The Food Disruptors Podcast: Where Capitalism Meets America's Food System


This was my podcast from 2017-2020. I took it down from the host site to concentrate on writing my next novel. The origin of The Food Disruptors was a book I called Refined: The Capitalists Who Cooked Up What America Eats. That book is waiting in the wings, so stay tuned.


Here's how I described The Food Disruptors when it was live:


Together with my co-host, Ruddick Lawrence, we tell stories about the innovators and entrepreneurs, the geniuses, the charlatans, and here and there the earnest fools, who have cooked up — and are still cooking — what America eats.


I'm a writer, a capitalist, an eater, a limited but dedicated cook, and a student of social history.

Ruddick is an engineer, a cocktail connoisseur, a savoir-faire in the world of honest, delicious food, and also a curious capitalist.
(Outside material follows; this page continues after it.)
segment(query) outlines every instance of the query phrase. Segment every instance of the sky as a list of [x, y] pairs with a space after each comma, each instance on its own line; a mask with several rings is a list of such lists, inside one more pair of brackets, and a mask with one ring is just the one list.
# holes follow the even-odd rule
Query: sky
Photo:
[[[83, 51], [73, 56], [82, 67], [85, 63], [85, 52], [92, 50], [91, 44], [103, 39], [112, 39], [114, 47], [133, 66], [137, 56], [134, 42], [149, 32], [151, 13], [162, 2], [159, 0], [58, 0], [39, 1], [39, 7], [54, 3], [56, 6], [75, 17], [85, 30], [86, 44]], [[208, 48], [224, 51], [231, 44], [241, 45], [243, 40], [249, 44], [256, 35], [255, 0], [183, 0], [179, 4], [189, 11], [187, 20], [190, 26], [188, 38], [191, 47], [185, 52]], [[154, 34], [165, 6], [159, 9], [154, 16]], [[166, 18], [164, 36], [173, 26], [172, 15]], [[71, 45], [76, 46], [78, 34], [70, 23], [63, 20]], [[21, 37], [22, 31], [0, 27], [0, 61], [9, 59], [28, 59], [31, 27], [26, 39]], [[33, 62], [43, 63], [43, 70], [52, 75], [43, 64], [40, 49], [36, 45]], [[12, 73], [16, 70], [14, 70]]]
The Food Disruptors emerged from research I was doing on the history of processed food in America. We have come from subsistence agriculture 200 years ago to an industrial complex of monoculture crops, extreme product refinement, an obesity crisis, environmental degradation caused by food production and distribution, food waste, and, still, hunger among the poor. How the heck did we get here? The answer is capitalism. How the heck are we going to fix our foodways? We believe the answer is capitalism.
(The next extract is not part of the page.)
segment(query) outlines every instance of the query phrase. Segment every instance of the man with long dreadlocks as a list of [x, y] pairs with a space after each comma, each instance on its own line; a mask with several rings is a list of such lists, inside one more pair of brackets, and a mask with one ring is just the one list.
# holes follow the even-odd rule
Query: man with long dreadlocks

The Food Disruptors tells the stories of big actors in our capitalist economy. These people, for the most part, did not set out to change America's foodways. They saw ways to make some money by disrupting the status quo in a specific food sector, and they ended up fundamentally changing our foodways, for better or worse.


Foodways aren't just what we eat; they encompass everything about this basic human need — social justice, the environment, public health, infrastructure, geopolitics, and of course, capital. We wrap it all up in a big burrito of history, science, culture, egos, profits, food products, and unintended consequences. The Food Disruptors tries to be non-judgmental. We and our guests tell the stories. You digest it. Join The Food Disruptors. These stories are tasty, and they might help us all figure out where our next meal is coming from.


Podcasting production takes a lot of man-hours and The Food Disruptors, while enormous fun, was eating up too much time. I'm happier working on the page, although the world of sound is a wondrous universe too.